А они стояли в прихожей маленького домика, темной, тесной и зловонной, как пещера. Обессилевший старик все еще пребывал в полуобморочном состоянии, и то, что жена подвела его к креслу и усадила, легко было объяснить заботой и целесообразностью. Но возвращаться к двери и запирать ее, как она сделала, — в этом никакой нужды не было. Она подошла и встала над ним. На первый взгляд могло показаться, что она просто смотрит на него, заботливо и участливо. Но потом посторонний наблюдатель заметил бы, что ее трясет и что она усадила старика в кресло либо для того, чтобы не уронить его на пол, либо для того, чтобы держать его пленником, покуда к ней не вернется дар речи. Она нагнулась к нему: грузная, приземистая, землистого цвета, с лицом утопленницы. Когда она заговорила, ее голос дрожал, дрожала и она, силясь овладеть им; вцепившись в ручки кресла, где полулежал ее муж, она говорила сдержанным дрожащим голосом: «Юфьюс. Слушай меня. Ты меня послушай. Я к тебе раньше не приставала. Тридцать лет к тебе не приставала. Но теперь ты скажешь. Я должна это знать, и ты мне скажешь. Что ты сделал с ребенком Милли?»
Весь этот долгий день они гудели на площади и перед тюрьмой — продавцы, бездельники, деревенские в комбинезонах; толки.
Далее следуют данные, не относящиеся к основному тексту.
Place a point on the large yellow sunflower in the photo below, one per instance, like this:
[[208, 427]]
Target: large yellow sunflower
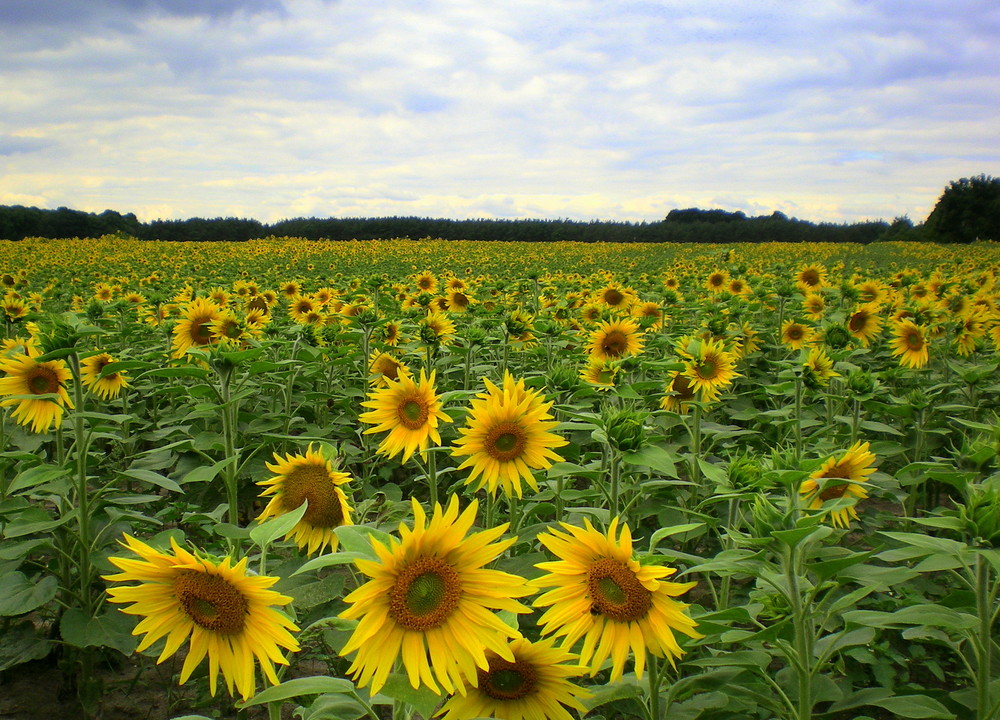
[[711, 369], [227, 614], [298, 478], [195, 327], [506, 437], [106, 387], [910, 343], [616, 339], [602, 594], [432, 602], [410, 411], [25, 376], [864, 324], [851, 469], [534, 686]]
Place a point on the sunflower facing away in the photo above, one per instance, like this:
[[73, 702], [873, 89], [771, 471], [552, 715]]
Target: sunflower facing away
[[506, 437], [602, 594], [227, 614], [850, 470], [910, 343], [195, 326], [26, 376], [106, 387], [615, 339], [298, 478], [432, 602], [533, 686], [410, 411], [711, 369]]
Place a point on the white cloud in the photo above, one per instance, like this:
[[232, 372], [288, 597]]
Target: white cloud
[[830, 111]]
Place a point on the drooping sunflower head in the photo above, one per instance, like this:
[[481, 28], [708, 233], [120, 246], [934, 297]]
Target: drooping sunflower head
[[796, 335], [506, 437], [310, 477], [601, 593], [431, 601], [384, 366], [840, 478], [910, 344], [25, 376], [410, 411], [195, 327], [106, 387], [711, 369], [535, 684], [616, 339], [226, 613]]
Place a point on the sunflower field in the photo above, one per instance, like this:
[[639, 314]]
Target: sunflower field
[[428, 479]]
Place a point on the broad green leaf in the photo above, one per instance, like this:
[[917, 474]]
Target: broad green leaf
[[397, 687], [267, 532], [314, 685], [19, 595]]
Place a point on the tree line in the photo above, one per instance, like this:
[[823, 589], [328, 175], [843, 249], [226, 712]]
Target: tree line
[[968, 210]]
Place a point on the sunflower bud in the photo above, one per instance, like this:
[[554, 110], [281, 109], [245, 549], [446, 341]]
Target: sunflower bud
[[626, 430], [981, 515]]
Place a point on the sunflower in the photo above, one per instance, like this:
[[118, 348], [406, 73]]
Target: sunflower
[[534, 686], [810, 277], [716, 281], [384, 366], [600, 374], [679, 393], [431, 602], [227, 614], [851, 469], [864, 324], [506, 437], [410, 411], [711, 369], [24, 375], [106, 387], [910, 343], [616, 339], [195, 326], [311, 477], [795, 335], [602, 594], [818, 368]]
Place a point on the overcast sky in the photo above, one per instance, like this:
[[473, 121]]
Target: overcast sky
[[827, 110]]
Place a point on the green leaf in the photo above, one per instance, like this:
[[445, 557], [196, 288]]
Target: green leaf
[[32, 477], [20, 644], [266, 533], [675, 530], [654, 457], [314, 685], [914, 706], [397, 686], [109, 629], [155, 478], [19, 595], [208, 473]]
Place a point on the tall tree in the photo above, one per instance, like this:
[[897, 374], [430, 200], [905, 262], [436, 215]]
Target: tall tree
[[968, 209]]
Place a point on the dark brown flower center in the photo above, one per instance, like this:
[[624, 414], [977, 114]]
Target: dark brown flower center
[[413, 413], [505, 441], [211, 601], [508, 680], [313, 483], [616, 592], [43, 380], [424, 594]]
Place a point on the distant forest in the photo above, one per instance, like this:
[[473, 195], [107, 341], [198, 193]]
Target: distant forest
[[691, 225]]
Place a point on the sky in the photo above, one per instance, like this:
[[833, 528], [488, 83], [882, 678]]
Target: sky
[[828, 110]]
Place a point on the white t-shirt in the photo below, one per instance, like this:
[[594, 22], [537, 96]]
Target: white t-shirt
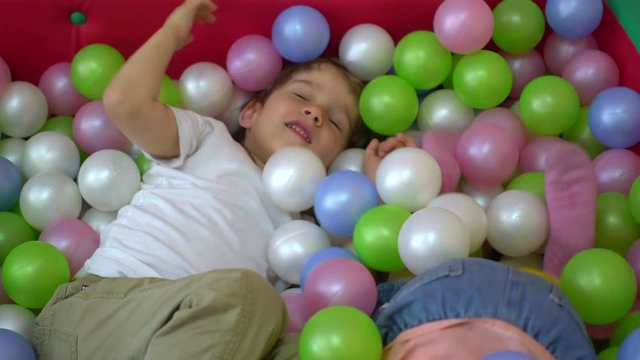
[[204, 210]]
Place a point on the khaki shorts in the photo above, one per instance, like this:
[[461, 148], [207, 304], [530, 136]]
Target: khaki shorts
[[221, 314]]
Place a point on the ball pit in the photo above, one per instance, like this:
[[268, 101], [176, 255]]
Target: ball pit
[[56, 80]]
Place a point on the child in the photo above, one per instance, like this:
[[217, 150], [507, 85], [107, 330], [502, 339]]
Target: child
[[181, 273]]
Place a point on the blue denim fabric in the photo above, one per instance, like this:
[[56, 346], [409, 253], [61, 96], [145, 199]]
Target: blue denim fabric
[[474, 288]]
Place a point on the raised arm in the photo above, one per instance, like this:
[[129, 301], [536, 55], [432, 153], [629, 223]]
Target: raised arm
[[131, 99]]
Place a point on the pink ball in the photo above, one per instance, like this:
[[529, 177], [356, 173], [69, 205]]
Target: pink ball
[[558, 50], [616, 169], [75, 238], [533, 156], [253, 62], [62, 96], [591, 71], [293, 301], [340, 281], [508, 120], [463, 26], [524, 68], [487, 154], [94, 131]]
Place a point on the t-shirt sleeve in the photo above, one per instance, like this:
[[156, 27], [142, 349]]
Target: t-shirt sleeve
[[193, 128]]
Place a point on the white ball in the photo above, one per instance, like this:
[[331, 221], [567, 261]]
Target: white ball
[[367, 51], [108, 179], [470, 212], [50, 151], [291, 245], [518, 223], [350, 159], [408, 177], [48, 197], [206, 88], [291, 177], [430, 237], [99, 219]]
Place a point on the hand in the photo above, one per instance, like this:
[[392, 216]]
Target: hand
[[181, 20], [376, 151]]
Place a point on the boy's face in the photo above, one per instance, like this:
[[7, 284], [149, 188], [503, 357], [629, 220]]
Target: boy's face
[[316, 109]]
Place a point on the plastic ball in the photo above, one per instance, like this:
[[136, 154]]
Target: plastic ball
[[574, 19], [463, 26], [10, 184], [375, 237], [518, 223], [443, 109], [291, 177], [94, 130], [519, 26], [340, 332], [57, 87], [15, 347], [49, 152], [93, 67], [420, 59], [341, 198], [75, 238], [340, 281], [23, 109], [388, 105], [367, 51], [600, 285], [408, 177], [614, 117], [48, 197], [291, 245], [430, 237], [253, 62], [300, 33], [108, 179], [16, 318], [483, 79], [206, 88], [32, 271], [470, 212]]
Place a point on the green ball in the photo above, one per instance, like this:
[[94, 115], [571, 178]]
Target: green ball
[[616, 228], [580, 133], [93, 67], [483, 79], [532, 182], [32, 272], [388, 105], [375, 237], [421, 59], [14, 230], [169, 93], [626, 326], [518, 25], [600, 284], [340, 332], [549, 105]]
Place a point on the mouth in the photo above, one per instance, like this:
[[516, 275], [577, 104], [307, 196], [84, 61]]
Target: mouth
[[300, 130]]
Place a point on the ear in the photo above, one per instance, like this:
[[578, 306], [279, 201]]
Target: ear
[[249, 114]]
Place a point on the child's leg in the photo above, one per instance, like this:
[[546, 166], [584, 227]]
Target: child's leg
[[225, 314], [475, 288]]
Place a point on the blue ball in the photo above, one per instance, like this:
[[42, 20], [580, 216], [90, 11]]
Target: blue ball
[[574, 19], [300, 33], [630, 348], [614, 117], [15, 347], [341, 199], [322, 256], [10, 184]]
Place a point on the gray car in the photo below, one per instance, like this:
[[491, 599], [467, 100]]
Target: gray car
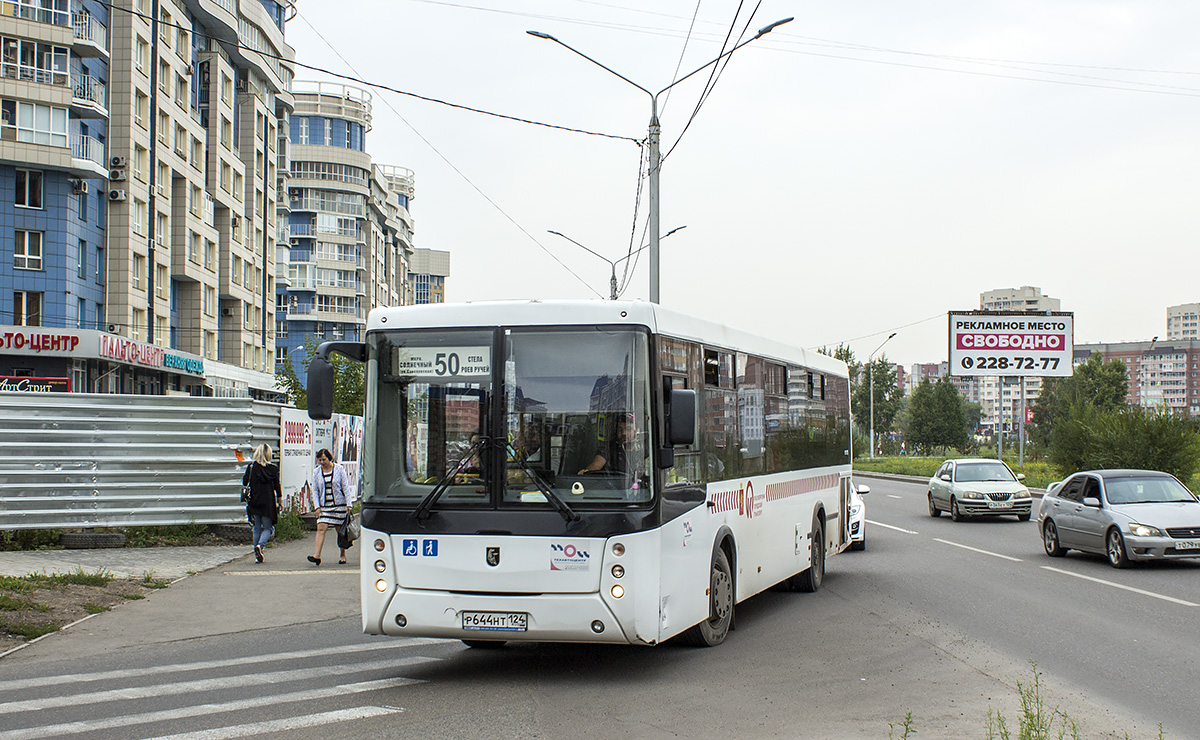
[[1122, 515], [977, 487]]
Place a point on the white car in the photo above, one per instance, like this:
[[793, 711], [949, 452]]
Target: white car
[[858, 517]]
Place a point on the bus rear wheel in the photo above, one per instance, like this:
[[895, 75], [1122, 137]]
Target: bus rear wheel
[[811, 577], [720, 607]]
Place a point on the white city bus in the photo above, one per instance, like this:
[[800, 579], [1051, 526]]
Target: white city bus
[[588, 471]]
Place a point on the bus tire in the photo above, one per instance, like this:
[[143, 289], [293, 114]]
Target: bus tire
[[485, 644], [720, 607], [810, 578]]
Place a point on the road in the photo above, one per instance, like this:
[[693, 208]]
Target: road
[[935, 618]]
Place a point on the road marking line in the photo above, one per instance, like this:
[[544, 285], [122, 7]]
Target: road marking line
[[907, 531], [215, 684], [1127, 588], [249, 660], [73, 728], [307, 571], [279, 726], [976, 549]]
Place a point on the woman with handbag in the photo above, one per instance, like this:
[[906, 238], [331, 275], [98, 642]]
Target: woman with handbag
[[265, 498], [330, 498]]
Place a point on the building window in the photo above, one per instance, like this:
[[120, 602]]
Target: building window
[[27, 308], [33, 122], [27, 252], [29, 188]]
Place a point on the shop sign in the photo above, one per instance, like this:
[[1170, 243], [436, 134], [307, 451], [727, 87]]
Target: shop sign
[[25, 384]]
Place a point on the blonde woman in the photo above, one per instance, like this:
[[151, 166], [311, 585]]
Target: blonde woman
[[265, 498], [330, 498]]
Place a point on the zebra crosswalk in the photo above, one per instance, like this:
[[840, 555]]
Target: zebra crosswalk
[[277, 692]]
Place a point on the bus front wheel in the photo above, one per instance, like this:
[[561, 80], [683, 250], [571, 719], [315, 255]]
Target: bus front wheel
[[720, 606]]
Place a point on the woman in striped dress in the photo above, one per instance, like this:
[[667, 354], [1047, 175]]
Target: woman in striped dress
[[330, 498]]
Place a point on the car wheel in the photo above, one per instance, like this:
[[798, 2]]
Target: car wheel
[[1050, 540], [1115, 549], [720, 607], [813, 576]]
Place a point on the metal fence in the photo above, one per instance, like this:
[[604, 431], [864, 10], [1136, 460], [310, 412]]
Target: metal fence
[[82, 459]]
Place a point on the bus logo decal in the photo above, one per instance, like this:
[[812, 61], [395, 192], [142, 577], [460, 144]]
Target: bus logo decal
[[569, 558]]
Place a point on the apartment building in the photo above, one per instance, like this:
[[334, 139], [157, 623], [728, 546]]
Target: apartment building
[[349, 232], [1183, 322]]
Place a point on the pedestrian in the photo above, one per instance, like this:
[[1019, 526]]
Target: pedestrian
[[265, 498], [330, 498]]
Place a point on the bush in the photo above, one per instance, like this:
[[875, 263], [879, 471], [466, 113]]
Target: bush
[[1150, 439]]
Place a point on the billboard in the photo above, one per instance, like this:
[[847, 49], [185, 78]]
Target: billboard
[[1012, 343]]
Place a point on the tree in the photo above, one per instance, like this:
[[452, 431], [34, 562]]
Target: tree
[[887, 396], [349, 380]]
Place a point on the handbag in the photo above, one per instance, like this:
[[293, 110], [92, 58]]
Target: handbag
[[346, 534]]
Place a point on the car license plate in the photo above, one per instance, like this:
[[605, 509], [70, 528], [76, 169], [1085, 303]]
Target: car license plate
[[501, 621]]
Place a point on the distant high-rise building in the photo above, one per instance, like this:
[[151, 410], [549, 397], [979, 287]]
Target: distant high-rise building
[[1183, 322]]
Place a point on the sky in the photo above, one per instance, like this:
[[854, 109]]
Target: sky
[[861, 170]]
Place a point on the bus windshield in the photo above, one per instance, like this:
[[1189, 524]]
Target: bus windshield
[[574, 417]]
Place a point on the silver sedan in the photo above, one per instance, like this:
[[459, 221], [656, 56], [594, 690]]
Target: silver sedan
[[973, 487], [1122, 515]]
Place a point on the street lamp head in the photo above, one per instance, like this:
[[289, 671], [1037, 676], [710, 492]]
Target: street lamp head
[[768, 29]]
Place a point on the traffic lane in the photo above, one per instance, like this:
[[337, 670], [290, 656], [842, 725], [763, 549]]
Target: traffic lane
[[1126, 647], [903, 504]]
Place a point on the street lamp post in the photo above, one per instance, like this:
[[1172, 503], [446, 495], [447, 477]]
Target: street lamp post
[[612, 280], [654, 131], [870, 378]]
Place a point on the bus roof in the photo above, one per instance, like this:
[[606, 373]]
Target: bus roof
[[588, 313]]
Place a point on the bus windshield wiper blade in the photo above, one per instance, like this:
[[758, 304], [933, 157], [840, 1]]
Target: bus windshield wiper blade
[[423, 510], [559, 505]]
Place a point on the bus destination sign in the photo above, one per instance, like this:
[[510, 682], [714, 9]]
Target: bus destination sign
[[473, 362], [1012, 344]]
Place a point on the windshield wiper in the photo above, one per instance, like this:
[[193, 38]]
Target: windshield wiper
[[423, 510], [544, 488]]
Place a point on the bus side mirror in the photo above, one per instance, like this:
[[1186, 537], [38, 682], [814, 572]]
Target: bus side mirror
[[682, 421], [321, 389]]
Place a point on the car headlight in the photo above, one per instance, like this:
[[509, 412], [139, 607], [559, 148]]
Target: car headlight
[[1144, 530]]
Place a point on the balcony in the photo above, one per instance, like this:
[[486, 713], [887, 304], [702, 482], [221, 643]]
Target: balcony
[[89, 97], [91, 36], [88, 155]]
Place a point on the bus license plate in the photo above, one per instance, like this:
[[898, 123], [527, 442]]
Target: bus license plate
[[501, 621]]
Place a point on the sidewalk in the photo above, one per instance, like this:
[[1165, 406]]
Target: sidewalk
[[228, 594]]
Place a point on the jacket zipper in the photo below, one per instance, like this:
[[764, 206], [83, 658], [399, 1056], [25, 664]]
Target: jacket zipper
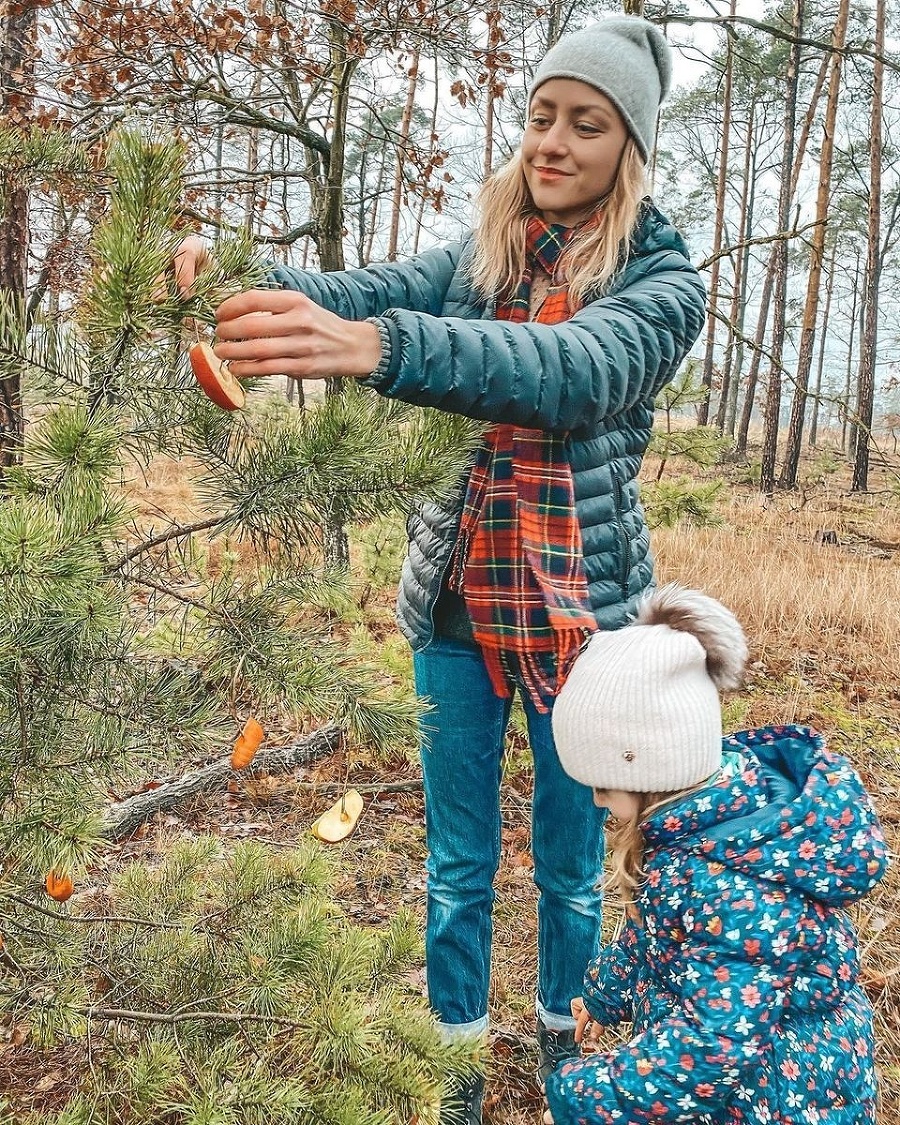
[[626, 541]]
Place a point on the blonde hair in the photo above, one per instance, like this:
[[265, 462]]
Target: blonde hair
[[627, 845], [591, 259]]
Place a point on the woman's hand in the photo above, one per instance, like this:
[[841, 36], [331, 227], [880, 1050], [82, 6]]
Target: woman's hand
[[584, 1025], [282, 332]]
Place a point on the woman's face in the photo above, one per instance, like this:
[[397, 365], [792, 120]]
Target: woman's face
[[570, 150]]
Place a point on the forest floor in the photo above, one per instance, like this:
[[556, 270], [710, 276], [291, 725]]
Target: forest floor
[[815, 578]]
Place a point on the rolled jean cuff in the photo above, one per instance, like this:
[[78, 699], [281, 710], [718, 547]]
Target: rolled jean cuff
[[452, 1032], [552, 1020]]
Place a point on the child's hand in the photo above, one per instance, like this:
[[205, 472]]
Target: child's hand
[[584, 1025]]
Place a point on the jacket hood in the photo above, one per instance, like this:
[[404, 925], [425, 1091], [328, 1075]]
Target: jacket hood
[[786, 809]]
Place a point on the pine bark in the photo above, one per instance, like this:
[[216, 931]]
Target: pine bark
[[127, 816], [712, 318], [781, 262], [402, 147], [728, 398], [768, 281], [829, 290], [18, 29]]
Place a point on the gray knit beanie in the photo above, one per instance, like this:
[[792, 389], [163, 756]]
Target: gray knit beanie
[[623, 56], [640, 708]]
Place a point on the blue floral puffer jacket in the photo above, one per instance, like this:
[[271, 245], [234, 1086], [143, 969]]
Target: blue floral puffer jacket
[[741, 981], [593, 377]]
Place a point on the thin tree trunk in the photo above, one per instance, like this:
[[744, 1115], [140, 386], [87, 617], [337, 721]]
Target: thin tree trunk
[[829, 289], [252, 163], [402, 147], [494, 39], [782, 259], [732, 405], [768, 282], [433, 133], [817, 255], [376, 205], [848, 433], [703, 410], [869, 341], [18, 29]]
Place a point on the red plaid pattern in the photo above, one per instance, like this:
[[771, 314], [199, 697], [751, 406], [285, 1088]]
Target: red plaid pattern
[[519, 560]]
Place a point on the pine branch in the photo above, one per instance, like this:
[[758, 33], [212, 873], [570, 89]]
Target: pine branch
[[177, 532], [779, 33], [123, 819]]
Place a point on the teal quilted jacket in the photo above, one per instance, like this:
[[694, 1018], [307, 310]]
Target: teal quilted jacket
[[593, 377]]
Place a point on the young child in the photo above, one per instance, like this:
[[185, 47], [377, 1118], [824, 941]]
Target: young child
[[737, 963]]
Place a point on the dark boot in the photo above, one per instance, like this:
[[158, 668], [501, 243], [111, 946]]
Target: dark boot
[[464, 1104], [555, 1047]]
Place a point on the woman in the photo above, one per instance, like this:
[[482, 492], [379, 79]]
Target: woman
[[557, 321]]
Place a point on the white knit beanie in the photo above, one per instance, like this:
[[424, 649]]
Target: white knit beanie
[[640, 708], [623, 56]]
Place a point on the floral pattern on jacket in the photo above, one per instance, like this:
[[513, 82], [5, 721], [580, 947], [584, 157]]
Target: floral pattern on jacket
[[741, 978]]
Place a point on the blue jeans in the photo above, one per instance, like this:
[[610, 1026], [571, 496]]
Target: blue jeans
[[461, 758]]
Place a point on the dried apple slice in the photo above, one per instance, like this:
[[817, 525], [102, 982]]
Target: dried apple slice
[[215, 378], [340, 820]]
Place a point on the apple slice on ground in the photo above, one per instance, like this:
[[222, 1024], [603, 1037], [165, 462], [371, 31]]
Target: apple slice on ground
[[340, 820], [215, 378]]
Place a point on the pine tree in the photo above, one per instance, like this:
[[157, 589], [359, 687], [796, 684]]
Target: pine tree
[[218, 987]]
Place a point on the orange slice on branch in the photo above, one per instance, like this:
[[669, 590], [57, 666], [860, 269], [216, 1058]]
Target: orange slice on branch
[[215, 378], [59, 887], [248, 743], [340, 820]]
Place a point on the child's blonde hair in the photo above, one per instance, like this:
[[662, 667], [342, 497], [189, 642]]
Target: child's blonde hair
[[592, 258], [626, 845]]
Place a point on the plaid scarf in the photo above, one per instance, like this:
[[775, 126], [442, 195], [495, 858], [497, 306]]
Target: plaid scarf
[[519, 560]]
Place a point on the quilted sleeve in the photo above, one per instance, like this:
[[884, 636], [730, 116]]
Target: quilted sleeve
[[614, 352], [419, 284], [609, 983], [731, 980]]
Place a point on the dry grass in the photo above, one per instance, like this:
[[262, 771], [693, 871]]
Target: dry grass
[[822, 623]]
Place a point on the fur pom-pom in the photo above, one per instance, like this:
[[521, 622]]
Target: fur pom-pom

Они ползли по городу, замирая и рождаясь снова, как ветер или пожар, покуда среди удлинившихся теней деревенские не начали разъезжаться на повозках и пыльных машинах, а городские не разбрелись ужинать. Потом толки оживились, разгорелись с новой силой — в семейном кругу за столом, при участии жен, в комнатах, освещенных электричеством, и в отдаленных домиках среди холмов, под керосиновой лампой. А назавтра, славным, тягучим воскресным днем, сидя на корточках в чистых рубашках и нарядных подтяжках, мирно попыхивая трубками перед деревенскими церквами или в тенистых палисадниках, возле которых стояли и ждали гостей упряжки и машины, покуда женщины собирали на кухне обед, очевидцы рассказывали все сначала: «Он похож на нигера не больше моего. Но, видно, сказалась-таки негритянская кровь. Можно подумать, прямо наладился, чтобы его поймали, как жениться налаживаются. Ведь он еще неделю назад от них утек. Не подожги он дом, они бы, пожалуй, и через месяц не узнали про убийство. Да и теперь бы на него не подумали, если бы не этот Браун, через которого нигер виски продавал, — а сам белым прикидывался — и виски и убийство, все на Брауна хотел свалить, а Браун сказал, как было.
А утром вчера явился в Мотстаун, средь бела дня, в субботу, когда кругом полно народу. Зашел в белую парикмахерскую, все равно как белый, и они ничего не подумали, потому что похож на белого. И даже, когда чистильщик заметил, что на нем башмаки чужие, велики ему, все равно ничего не подумали. Постригся, побрился, уплатил и пошел — и прямо в магазин, купил там рубашку новую, галстук, шляпу соломенную — и все на краденые деньги, той женщины, которую убил. А потом стал по улицам разгуливать средь бела дня, прямо как хозяин — разгуливает взад-вперед, а люди идут себе и ничего не знают; тут-то Холидей его и увидел, подбежал, цоп его и говорит: «Не Кристмасом ли тебя звать?» — а нигер говорит — да. И даже не думал отпираться. Вообще ничего не делал. Вообще себя вел ни как нигер, ни как белый. Вот что главное-то. Почему они так взбесились. Нате вам — убийца, а сам вырядился и разгуливает по городу, — попробуйте, мол, троньте, — когда ему бы прятаться, в лесу хорониться, драпать, грязному да чумазому. А он, будто и знать не знает, что он убийца, тем паче — нигер.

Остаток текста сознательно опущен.